Using PCR with nested primers and cloning from cDNA libraries, alternatively spliced versions predicting up to 144 different coding combinations were found. The existence of 31 of these was directly demonstrated. Excised inside out patch recordings show opening of the channel only when the Ca2+ is on the cytoplasmic side: opening increases both with depolarization and with increasing Ca2+ concentration. Single channel conductance is 126pS. Mean open times are different for different splice variants, proving that slo encodes a large family of functionally diverse Ca2+-activated K+ channels.
Effects of potassium channel blocking drugs on the presynaptic action potential repolarization after electrotonic stimulation was studied. At least four K+ currents contribute to repolarization of the nerve terminal.
Mutation analysis reveals that the slo polypeptide is essential for the expression or function of the channel mediating the fast Ca2+ activated K+ current.

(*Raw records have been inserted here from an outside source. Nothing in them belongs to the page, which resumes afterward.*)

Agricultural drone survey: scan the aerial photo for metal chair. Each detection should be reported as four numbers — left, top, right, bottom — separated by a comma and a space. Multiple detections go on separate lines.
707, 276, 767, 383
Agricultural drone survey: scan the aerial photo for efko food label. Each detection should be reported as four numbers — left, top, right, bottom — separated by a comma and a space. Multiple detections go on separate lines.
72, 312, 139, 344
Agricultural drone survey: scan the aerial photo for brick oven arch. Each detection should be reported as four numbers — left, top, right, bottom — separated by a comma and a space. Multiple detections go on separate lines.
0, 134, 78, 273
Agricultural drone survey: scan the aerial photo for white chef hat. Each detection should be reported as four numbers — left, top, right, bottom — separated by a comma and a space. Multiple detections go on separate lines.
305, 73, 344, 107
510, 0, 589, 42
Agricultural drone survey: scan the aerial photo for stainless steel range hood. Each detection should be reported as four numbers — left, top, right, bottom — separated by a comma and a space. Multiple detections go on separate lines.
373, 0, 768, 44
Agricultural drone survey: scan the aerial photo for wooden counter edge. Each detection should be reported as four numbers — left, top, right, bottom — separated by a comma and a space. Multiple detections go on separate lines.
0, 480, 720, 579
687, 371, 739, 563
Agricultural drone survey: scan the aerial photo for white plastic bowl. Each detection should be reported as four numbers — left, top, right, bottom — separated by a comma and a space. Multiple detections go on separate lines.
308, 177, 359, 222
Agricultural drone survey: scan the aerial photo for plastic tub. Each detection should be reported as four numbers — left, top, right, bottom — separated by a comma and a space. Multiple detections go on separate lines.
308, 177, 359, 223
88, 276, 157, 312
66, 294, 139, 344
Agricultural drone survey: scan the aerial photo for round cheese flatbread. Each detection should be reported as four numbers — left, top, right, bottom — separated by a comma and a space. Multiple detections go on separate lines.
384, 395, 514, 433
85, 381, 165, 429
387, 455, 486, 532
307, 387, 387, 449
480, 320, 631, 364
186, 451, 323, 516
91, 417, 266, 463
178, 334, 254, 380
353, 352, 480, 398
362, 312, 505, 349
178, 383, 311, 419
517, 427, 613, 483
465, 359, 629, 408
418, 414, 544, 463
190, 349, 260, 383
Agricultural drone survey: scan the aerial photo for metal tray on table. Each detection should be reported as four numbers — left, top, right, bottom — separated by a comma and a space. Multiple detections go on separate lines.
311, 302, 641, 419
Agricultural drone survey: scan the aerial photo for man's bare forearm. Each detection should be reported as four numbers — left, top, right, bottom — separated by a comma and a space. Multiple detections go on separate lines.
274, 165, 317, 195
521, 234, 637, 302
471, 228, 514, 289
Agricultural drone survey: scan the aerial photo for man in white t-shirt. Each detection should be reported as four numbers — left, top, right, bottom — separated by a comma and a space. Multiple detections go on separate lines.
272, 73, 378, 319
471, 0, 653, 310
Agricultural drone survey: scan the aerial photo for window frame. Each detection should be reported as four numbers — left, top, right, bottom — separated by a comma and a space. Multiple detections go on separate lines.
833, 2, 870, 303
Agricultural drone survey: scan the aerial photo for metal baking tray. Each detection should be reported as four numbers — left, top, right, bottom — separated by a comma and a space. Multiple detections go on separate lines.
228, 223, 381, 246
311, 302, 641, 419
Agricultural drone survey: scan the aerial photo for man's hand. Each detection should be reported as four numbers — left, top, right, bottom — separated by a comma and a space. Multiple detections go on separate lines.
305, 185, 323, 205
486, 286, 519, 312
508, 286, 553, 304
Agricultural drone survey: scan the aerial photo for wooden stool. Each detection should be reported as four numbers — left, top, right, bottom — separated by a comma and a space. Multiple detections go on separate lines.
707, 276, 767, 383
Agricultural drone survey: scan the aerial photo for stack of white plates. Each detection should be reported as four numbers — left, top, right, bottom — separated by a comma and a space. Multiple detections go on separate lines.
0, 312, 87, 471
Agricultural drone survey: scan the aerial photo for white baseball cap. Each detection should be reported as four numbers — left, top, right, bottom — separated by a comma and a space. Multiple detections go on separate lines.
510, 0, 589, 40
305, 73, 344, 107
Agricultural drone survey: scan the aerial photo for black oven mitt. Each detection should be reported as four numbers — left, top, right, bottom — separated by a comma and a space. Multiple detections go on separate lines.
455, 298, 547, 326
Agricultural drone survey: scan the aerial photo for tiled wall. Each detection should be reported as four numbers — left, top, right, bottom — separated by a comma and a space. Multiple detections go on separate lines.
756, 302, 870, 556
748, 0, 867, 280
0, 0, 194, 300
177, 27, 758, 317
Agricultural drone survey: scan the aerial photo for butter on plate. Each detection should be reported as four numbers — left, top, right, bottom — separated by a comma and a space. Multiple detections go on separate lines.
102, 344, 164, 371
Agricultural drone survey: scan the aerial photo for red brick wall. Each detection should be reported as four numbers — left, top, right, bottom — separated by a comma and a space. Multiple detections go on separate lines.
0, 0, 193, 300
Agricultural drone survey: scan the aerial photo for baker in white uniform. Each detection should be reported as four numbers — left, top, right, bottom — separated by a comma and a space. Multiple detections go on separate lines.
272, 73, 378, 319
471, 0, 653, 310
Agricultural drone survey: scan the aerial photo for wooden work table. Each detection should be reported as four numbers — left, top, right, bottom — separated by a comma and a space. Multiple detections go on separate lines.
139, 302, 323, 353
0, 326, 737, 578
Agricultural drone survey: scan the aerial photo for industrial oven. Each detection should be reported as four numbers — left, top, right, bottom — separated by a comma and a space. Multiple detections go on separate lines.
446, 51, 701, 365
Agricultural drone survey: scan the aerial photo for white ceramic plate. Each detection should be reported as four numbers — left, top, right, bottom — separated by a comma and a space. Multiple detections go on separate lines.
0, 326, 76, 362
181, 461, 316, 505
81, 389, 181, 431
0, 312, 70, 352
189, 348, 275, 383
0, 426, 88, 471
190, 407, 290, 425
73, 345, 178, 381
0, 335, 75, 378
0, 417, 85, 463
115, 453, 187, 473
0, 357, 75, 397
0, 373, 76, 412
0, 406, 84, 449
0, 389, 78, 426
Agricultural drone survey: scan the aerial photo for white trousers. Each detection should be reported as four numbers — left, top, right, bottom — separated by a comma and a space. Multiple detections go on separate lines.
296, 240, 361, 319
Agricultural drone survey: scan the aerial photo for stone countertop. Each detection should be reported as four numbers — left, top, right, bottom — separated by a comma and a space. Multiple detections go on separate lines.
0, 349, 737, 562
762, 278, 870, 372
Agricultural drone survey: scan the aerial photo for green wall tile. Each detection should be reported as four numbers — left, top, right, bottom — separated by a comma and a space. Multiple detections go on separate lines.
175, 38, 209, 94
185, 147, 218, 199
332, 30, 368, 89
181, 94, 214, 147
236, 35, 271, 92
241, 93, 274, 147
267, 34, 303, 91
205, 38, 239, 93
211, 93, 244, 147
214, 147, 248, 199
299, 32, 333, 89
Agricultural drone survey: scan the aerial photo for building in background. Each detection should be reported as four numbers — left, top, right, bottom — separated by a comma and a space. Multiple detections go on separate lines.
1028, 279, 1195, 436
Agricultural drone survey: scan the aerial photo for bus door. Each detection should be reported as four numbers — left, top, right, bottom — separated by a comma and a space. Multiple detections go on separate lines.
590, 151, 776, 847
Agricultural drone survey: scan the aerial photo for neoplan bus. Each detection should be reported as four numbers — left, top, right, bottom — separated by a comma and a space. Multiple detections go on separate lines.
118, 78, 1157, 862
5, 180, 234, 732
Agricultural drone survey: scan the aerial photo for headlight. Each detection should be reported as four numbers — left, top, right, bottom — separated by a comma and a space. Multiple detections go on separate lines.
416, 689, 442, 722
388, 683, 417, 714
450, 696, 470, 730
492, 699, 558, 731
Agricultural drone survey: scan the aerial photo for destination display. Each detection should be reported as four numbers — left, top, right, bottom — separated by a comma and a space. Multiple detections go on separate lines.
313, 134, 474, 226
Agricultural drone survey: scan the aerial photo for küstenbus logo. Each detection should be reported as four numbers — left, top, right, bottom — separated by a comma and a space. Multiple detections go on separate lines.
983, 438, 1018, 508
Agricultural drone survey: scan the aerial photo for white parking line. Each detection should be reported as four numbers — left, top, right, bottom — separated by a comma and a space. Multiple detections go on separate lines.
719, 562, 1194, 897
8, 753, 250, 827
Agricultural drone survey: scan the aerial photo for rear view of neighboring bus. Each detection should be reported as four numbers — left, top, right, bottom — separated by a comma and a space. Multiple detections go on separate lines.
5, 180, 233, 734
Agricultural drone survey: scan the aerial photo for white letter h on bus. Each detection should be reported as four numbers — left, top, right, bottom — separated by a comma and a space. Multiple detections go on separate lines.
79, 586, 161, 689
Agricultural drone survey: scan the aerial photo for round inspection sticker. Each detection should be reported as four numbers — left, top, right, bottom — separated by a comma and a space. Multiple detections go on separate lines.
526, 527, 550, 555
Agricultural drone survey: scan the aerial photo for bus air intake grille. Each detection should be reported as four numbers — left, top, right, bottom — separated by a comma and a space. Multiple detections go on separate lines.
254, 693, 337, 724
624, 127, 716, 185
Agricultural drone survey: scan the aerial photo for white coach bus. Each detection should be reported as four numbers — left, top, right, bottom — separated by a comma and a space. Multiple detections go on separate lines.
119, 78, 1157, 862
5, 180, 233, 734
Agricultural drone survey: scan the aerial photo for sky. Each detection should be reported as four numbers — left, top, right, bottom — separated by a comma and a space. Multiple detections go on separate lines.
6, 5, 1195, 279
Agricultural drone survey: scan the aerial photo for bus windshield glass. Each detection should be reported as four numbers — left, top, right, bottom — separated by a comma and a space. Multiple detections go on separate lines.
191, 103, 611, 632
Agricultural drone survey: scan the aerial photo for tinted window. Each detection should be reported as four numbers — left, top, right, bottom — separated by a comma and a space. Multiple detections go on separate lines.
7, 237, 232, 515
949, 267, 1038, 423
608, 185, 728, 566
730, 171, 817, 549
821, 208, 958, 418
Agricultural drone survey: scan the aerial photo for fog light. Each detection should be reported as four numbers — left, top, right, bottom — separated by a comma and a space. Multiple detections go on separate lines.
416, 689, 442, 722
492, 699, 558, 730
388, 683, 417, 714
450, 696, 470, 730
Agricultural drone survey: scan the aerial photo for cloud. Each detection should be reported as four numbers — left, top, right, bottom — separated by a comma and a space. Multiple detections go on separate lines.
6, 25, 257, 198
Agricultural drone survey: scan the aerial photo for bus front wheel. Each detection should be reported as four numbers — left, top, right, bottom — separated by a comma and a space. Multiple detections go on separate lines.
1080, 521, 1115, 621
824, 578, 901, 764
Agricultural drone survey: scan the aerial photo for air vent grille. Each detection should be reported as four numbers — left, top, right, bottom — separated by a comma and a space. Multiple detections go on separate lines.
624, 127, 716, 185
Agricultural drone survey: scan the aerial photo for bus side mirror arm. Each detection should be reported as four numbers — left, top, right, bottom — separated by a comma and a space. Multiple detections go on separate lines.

Isolated in screen for third chromosomal temperature-sensitive paralytic mutants (Elkins, Ganetzky and Wu, 1986); this one is uncoordinated and unable to climb when exposed to 38oC but not completely paralyzed; four-minute exposure to that high temperature causes several minutes of motionlessness on return to 22oC. Legs shake when under ether anesthesia, as in Shaker mutants but less extreme. Unconditionally defective in behavior (e.g., diminished flight ability; tends to walk or fly in anomalous short hops when in large open container). Physiologically, the mutation abolishes Ca2+-dependent potassium current (IC), as shown, and analyzed further, in a variety of experiments involving recordings from dorsal longitudinal flight muscles (DLMs) of adults (Elkins, Ganetzky and Wu, 1986; Elkins and Ganetzky, 1988): DLM spikes abnormally broadened after stimulation of giant fiber nerve pathway (one of whose endpoints is DLMs) or of motor neurons synapsing on these muscles. From voltage clamp analyses, a peak of early outward current following a step pulse from -80 to -40 mV, as revealed by a Sh mutation, is absent in slo, though inward Ca2+ currents in same traces are normal; no early outward current seen when slo is treated with 4-aminopyridine (which phenocopies Sh) or combined with Sh14. (This double mutant has very low viability and severe impairment in locomotor activity); charybdotoxin, which blocks IC channels in wild-type DLMs, had no effect on outward currents in slo; delayed excitation of DLMs, observed in response to depolarizing currents delivered to wild-type (or Sh), absent in slo and spike amplitudes increased; these abnormalities phenocopied by reducing IC in normal muscle by injecting EGTA into such cells or using low-Ca2+ saline; the lengthened muscle action potentials in slo indicate importance of IC in effecting repolarization of such potentials.